I’m having trouble connecting the dots between the **weather example** in Intro Part 1 and the **weight example** in Intro Part 2. I believe I understand the general topics covered in each, but I am getting lost in implementation.

At the end of the weather example in Intro Part 1, it says:

We’ve shown how we can use stochastic functions and primitive distributions to represent models in Pyro. In order to learn models from data and reason about them we need to be able to do inference. This is the subject of the next tutorial.

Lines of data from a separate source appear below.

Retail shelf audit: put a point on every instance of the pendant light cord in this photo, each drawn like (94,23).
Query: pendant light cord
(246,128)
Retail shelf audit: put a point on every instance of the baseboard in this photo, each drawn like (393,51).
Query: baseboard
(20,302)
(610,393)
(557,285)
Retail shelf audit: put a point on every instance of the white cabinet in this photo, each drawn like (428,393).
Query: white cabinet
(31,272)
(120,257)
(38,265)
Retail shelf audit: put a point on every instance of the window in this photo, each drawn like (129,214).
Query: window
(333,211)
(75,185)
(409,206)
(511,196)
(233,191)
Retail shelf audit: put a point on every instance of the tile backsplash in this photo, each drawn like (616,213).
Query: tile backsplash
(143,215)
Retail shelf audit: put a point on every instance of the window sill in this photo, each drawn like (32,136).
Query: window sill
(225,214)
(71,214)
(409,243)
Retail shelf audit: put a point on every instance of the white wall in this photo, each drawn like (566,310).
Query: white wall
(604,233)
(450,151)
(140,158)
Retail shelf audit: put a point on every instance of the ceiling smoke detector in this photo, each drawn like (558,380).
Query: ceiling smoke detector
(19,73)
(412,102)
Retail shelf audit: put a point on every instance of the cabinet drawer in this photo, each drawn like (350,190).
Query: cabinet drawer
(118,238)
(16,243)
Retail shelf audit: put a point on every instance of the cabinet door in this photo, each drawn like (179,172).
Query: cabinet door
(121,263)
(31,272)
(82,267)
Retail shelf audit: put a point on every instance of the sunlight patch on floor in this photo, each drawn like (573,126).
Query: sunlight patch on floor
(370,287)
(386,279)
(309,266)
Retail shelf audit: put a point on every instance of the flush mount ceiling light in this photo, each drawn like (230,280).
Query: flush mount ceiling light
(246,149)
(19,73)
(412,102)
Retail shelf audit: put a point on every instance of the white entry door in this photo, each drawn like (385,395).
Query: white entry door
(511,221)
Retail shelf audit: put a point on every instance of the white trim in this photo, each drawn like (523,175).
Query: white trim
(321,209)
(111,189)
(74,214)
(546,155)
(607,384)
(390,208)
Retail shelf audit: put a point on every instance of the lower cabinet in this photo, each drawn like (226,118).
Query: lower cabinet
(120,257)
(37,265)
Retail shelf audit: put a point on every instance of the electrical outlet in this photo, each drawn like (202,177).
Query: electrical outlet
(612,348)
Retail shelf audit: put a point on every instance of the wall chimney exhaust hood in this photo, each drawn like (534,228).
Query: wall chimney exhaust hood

My understanding is in the weight example, it uses SVI to answer *“what would we have guessed, if we observed the measurement of the object was 9.5”.*

I was interested in using that same inference methodology, but apply it to the weather example in Part 1. Specifically, it would answer something like: "*what would the be the probability of cloudy, given we observed the temperature was 55 degrees".*

The weather example in Part 1 has a data generating function, **weather()**, that incorporates a Bernoulli variable (*cloudy*) and a Normal variable (*temperature*).

The weight example in Part 2 has a function, **scale()**, that incorporates all Normals.

I wasn’t sure how to use Pyro to formulate the model, and apply inference, when there is a mixed Bernoulli-Normal.

Would anyone be able to hint at how to apply Part 2’s methodology to Part 1 (conditioning function, guide function, etc)?